BEIJING, Dec. 9 -- China's consumer price index (CPI), a main gauge of inflation, edged down 0.5 percent year on year in November, National Bureau of Statistics (NBS) data showed Saturday.
NBS statistician Dong Lijuan attributed the fall to factors such as the decrease in prices of food and energy in November.
The year-on-year CPI reading for November narrowed by 0.3 percentage points compared to October as energy prices became a main drag. Energy price decrease contributed 0.19 percentage points to the CPI decline in the month, Dong said.
Food prices were down 4.2 percent year on year, with the pace of decrease rising by 0.2 percentage points, pork prices went down 31.8 percent year on year, while prices for eggs, edible oil, beef, mutton, as well as poultry and aquatic products, fell by between 1.1 percent and 10.5 percent, the data showed.
However, the core CPI, deducting food and energy prices, went up 0.6 percent year on year last month as the pace of increase stayed unchanged compared with October, maintaining a moderate increase, Dong said.
The data showed that non-food prices went up 0.4 percent year on year last month, of which prices of services edged up by 1 percent, while prices for clothing rose 1.4 percent.
On a monthly basis, the CPI also dipped 0.5 percent in November from the previous month, the data showed.

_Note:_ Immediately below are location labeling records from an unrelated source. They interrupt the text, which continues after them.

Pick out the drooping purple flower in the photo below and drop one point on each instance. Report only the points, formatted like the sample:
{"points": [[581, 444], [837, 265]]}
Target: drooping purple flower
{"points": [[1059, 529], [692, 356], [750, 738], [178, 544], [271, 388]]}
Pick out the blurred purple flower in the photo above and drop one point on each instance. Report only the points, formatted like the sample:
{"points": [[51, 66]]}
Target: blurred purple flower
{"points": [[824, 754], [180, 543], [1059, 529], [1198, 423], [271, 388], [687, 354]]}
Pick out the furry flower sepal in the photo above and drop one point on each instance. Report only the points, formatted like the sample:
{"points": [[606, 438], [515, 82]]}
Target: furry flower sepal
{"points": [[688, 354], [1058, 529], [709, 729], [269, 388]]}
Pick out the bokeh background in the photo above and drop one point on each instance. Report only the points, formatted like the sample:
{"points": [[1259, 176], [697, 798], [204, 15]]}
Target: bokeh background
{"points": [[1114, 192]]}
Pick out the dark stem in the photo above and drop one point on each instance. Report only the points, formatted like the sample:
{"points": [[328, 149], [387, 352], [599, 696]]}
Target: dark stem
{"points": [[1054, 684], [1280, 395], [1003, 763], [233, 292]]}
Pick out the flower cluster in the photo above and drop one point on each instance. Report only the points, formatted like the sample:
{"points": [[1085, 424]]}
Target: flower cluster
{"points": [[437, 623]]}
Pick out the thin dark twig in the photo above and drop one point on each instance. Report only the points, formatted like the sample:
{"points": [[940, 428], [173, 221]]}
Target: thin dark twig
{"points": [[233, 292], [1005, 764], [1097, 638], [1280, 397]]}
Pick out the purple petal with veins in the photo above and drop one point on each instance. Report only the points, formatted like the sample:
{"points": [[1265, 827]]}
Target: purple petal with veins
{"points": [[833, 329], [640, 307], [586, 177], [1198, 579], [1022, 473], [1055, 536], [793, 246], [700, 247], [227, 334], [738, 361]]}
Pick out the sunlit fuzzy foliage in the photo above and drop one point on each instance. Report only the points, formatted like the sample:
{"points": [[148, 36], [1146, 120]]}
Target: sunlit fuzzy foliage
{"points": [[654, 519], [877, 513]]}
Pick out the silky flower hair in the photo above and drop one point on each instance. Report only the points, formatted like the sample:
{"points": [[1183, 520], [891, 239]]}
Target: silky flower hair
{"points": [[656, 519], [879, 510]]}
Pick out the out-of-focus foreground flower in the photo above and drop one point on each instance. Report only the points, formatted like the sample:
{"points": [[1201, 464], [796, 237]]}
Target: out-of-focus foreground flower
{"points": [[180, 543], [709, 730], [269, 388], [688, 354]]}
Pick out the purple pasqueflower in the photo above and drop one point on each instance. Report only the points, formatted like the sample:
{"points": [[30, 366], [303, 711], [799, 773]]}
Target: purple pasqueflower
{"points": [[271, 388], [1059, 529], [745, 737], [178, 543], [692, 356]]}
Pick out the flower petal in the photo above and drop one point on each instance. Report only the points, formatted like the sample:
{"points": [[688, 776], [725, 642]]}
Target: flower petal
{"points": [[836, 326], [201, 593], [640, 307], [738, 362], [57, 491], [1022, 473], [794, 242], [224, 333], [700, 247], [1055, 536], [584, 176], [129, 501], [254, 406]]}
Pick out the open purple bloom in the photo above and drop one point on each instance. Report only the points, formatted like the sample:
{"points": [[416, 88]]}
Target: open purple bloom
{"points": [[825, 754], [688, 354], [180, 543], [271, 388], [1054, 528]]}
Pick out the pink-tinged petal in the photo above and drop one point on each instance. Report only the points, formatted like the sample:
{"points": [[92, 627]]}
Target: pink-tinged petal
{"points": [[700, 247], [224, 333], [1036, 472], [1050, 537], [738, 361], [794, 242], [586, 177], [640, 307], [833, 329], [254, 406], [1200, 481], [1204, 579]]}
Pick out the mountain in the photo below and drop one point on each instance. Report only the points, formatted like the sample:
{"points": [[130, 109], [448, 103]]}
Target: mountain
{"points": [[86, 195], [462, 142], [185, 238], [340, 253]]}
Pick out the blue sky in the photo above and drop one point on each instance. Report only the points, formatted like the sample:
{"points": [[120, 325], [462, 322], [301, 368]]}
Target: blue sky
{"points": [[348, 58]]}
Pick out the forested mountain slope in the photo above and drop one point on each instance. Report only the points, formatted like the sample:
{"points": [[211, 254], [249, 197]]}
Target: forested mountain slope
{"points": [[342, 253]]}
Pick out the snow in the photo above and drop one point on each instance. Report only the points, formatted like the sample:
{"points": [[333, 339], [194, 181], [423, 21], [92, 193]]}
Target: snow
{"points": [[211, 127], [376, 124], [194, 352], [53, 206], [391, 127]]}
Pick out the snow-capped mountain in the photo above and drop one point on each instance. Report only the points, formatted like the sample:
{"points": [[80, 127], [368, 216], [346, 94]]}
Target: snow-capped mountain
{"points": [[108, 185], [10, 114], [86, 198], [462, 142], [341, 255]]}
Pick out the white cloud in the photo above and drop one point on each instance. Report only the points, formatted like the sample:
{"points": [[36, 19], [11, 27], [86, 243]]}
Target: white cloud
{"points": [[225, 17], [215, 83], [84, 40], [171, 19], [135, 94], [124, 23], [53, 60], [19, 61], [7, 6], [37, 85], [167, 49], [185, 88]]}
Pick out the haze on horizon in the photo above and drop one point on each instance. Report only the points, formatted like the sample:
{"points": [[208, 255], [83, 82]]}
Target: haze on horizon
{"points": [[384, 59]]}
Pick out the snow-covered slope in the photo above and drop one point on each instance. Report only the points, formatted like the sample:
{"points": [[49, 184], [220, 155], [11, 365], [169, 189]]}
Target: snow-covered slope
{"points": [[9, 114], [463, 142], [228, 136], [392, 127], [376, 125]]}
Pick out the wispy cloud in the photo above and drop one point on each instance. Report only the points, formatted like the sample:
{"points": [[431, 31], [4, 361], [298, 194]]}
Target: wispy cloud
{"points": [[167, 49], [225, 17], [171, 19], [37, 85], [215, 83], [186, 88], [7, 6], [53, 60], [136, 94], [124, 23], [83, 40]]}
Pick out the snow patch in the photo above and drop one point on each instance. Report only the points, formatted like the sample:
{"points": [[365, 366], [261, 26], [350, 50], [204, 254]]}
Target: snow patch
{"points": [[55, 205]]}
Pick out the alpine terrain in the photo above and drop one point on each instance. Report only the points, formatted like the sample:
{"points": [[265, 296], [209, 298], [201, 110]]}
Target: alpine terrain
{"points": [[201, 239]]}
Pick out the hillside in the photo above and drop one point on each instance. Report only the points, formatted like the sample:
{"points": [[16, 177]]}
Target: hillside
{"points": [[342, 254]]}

During the month, food prices went down 0.9 percent while non-food prices fell 0.4 percent, the data showed.
Dong said that the month-on-month decrease was mainly due to the impact of warmer weather, sufficient supply of agricultural products, falling international oil prices, and a seasonal decline in consumer demand for travel and other services.
The average CPI from January to November increased 0.3 percent year on year, the NBS data showed.
Saturday's data also showed that the country's producer price index (PPI), which measures costs for goods at the factory gate, went down 3 percent year on year in November.
On a monthly basis, the November PPI fell 0.3 percent, affected by factors such as the fall in international oil prices and weak market demand for some industrial products, Dong said.